Frankfurt Motor Show: Machen die Autobauer ihr Inneres transparent?

Wenn sich die Fans versammeln, um die Vorstellung neuer Automodelle mitzuerleben, wird sich eine Frage stellen – wird die Automobilindustrie die Nachhaltigkeit von Leder verglichen zu anderen Materialien, die aus erschöpflichen Ressourcen stammen, endlich besser verstehen? Wird die Kennzeichnung der alternativen Materialien endlich transparent gegenüber den Kunden?
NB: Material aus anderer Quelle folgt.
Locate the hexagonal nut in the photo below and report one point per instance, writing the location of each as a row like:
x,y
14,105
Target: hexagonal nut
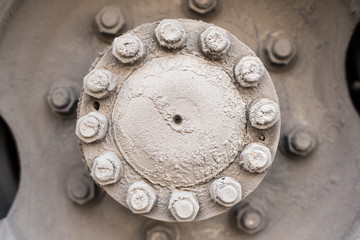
x,y
110,20
92,127
226,191
62,99
215,42
141,197
255,158
202,6
249,71
184,206
251,217
170,34
106,169
128,48
264,113
99,83
280,49
81,189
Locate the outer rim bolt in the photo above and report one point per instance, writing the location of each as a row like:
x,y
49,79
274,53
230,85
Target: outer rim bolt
x,y
264,113
170,34
92,127
215,42
110,20
128,48
106,169
141,197
255,157
184,206
99,83
226,191
62,99
280,49
202,6
248,71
Es geht längst nicht mehr nur um das Äußere, wenn es um neue Autos geht – die Automobilhersteller wollen sich ändern und legen vermehrt Wert auf die Vermarktung des Innenraums ihrer Fahrzeuge. Wir konnten beobachten, wie Leder durch organisches Material, beispielsweise Kunststoffe oder Kunststoffe, die auf Ölbasis hergestellt wurden, ersetzt wurden. Dies hat mit Begriffen wie “vegan” oder “nachhaltig” freilich wenig zu tun, so, wie es die Wissenschaft darstellt.
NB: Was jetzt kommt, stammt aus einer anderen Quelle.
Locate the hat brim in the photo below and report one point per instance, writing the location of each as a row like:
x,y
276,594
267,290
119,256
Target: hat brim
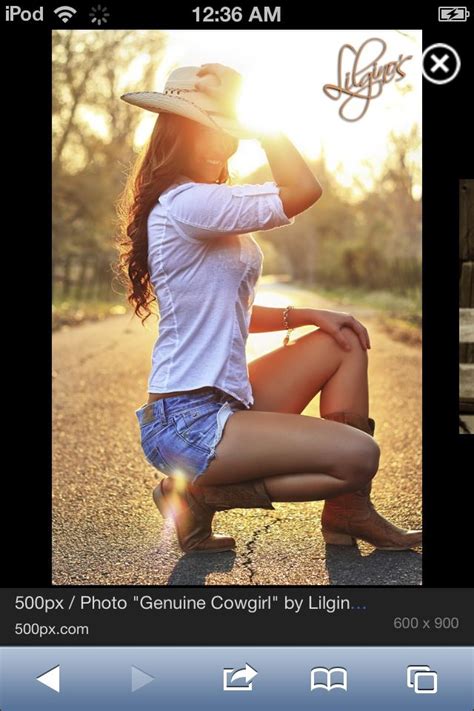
x,y
158,102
Künstliche Materialien in Fahrzeugen sind nicht gerade ein neues Phänomen. Es gab sie schon vor langer Zeit und sie können für manche Teile des Autos durchaus sinnvoll sein, wenn Leder nicht die erste Wahl ist. Aber die meisten Alternativen zu Leder sind leider plastik-basierte Polyurethanchloride (PVC) und Polyurethan, was beides aus fossilen Treibstoffen hergestellt wird und somit schwerwiegende Folgen für die Umwelt hinterlässt, weil diese nicht biologisch abbaubar sind.

Moderne Lederproduktion unterstützt den biologischen Kreislauf
Häute und Felle sind ein Nebenprodukt der Fleischindustrie. Es wäre eine ökologische Katastrophe, diese auf Deponien zu entsorgen, anstatt endlich Verantwortung zu übernehmen und sie im Sinne eines biologischen Kreislaufs zu nutzen. Sorgfältig hergestelltes, bezogenes Leder erfüllt alle Anforderungen an ein wirklich nachhaltiges Material.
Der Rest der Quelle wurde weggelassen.